All threads inside a process have access to the same variables (unless they're local to a method). If you change a variable in one thread — others will see it!
Example: Shared variable
using System;
using System.Threading;
class Program
{
static int counter = 0;
static void Increment()
{
for (int i = 0; i < 1000; i++)
counter++;
}
static void Main()
{
Thread t1 = new Thread(Increment);
Thread t2 = new Thread(Increment);
t1.Start();
t2.Start();
t1.Join();
t2.Join();
Console.WriteLine($"counter = {counter}");
}
}
What do we expect to see in counter? Logic suggests 2000, since each thread increments 1000 times.
But no! Run it multiple times — you'll see different values: 1782, 1935, 1999…
Why? This is the classic Race Condition — threads "steal" execution from each other between reading -> incrementing -> writing, and some increments get lost.
5. Useful nuances
How do threads interact with the UI?
In modern desktop apps (WinForms/WPF/MAUI) the main thread handles the graphical UI. All user actions (clicks, input) run on that thread. Background tasks should run on other threads, but it's rule-of-thumb that you can't directly "touch" the UI from other threads. That's to prevent chaos.
In console apps you don't have that restriction; you can call Console.WriteLine from any thread. However, in real apps without proper synchronization the UI can "go wrong".
Sequencing and parallelism
Table — to reinforce differences.
| Single-threaded code | Multithreaded code |
|---|---|
| Executes tasks sequentially | Tasks can run simultaneously |
| UI "freezes" during long tasks | UI stays responsive |
| Easy to read and write variables | Requires control over data access |
| Easy to debug | Can be hard to debug |
Important points when working with threads
- Shared variables — shared risk. As shown above, if multiple threads use a shared variable — without synchronization errors can happen! (More in following lectures.)
- You can "wait" for a thread via Join(). The Join() method lets the main thread "pause" until a background one finishes. Use it when you need to wait for a result.
- A thread can't be started twice. After a thread has finished you can't start it again — you have to create a new Thread object.
- Thread termination. A thread ends when its method finishes. Forcibly "killing" threads is a bad idea (the Abort() method is long considered harmful and obsolete).
What is multithreading used for in practice?
- UI apps: to avoid freezing the interface while background loading or computations run.
- Servers and services: to handle requests from many clients at the same time.

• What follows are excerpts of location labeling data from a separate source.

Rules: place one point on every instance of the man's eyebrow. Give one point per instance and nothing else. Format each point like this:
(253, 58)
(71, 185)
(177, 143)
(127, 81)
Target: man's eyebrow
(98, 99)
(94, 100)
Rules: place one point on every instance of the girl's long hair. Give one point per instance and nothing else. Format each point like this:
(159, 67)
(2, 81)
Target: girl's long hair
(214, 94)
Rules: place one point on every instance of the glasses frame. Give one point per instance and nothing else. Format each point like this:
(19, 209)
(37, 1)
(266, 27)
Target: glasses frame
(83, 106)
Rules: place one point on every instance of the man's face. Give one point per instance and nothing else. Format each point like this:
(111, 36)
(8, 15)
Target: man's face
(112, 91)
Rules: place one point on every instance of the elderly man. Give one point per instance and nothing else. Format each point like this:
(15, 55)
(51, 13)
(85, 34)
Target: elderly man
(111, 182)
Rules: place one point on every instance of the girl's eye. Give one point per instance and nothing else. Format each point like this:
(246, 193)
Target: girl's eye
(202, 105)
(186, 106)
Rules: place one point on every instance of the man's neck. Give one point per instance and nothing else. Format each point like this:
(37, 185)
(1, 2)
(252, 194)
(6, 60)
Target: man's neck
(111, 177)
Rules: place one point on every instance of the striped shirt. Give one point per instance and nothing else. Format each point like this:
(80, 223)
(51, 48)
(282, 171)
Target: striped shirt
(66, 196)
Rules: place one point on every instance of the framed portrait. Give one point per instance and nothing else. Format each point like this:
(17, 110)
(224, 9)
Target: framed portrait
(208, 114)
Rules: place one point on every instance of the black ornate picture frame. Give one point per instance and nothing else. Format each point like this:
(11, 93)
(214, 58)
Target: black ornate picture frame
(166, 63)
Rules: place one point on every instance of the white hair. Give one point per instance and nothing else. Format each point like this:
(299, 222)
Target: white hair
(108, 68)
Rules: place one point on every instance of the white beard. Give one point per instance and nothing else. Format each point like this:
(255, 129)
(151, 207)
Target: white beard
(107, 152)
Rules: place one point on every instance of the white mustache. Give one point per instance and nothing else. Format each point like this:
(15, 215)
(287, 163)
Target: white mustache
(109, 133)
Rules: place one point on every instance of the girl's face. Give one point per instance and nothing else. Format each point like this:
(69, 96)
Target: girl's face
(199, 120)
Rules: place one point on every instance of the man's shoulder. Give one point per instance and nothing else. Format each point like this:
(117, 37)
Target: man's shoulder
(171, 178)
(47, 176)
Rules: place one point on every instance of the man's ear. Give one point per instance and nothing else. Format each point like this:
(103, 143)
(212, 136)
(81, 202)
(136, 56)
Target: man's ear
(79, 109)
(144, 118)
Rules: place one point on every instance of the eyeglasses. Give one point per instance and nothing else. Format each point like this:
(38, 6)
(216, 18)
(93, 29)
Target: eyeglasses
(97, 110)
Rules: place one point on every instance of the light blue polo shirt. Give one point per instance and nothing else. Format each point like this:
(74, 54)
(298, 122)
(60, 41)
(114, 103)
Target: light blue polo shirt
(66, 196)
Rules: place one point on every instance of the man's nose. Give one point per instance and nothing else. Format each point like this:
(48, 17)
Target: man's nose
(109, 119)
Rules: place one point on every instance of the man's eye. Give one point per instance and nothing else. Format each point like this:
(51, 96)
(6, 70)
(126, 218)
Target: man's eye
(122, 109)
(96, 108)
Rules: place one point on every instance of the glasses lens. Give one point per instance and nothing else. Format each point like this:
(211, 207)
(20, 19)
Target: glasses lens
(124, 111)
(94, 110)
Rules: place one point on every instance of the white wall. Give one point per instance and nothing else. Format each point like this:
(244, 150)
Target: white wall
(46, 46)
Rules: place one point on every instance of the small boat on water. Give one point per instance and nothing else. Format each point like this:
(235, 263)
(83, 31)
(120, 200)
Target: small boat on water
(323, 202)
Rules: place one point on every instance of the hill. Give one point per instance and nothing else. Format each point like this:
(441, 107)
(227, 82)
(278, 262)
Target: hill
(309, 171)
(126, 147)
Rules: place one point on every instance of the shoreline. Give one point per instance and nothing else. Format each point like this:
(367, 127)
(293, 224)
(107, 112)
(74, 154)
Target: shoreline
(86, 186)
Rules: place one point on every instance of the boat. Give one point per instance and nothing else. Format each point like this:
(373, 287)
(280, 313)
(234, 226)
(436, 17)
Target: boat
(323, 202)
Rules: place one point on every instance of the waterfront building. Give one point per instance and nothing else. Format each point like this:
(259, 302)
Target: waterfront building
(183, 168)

- High-performance computing: split a large job (e.g., processing millions of records) into parts and run them in parallel.
- Games, simulations, data processing: to model complex systems without losing performance.
Problems of multithreading
Multithreading gives you power, but adds complexity:
- Race Condition (sostoyanie gonki): when multiple threads change the same data at the same time, the result depends on instruction ordering, which is unpredictable.
- Deadlock (vzaimnaya blokirovka): threads wait for each other and nobody can proceed.
- Starvation (golodanie): one thread is constantly deprived of access to a resource.
In this lecture we only mentioned the main multithreading problems; in the next ones we'll learn to recognize and avoid them. For now — just remember that if everything "froze", it might not only be bugs, but threads that "threw a party".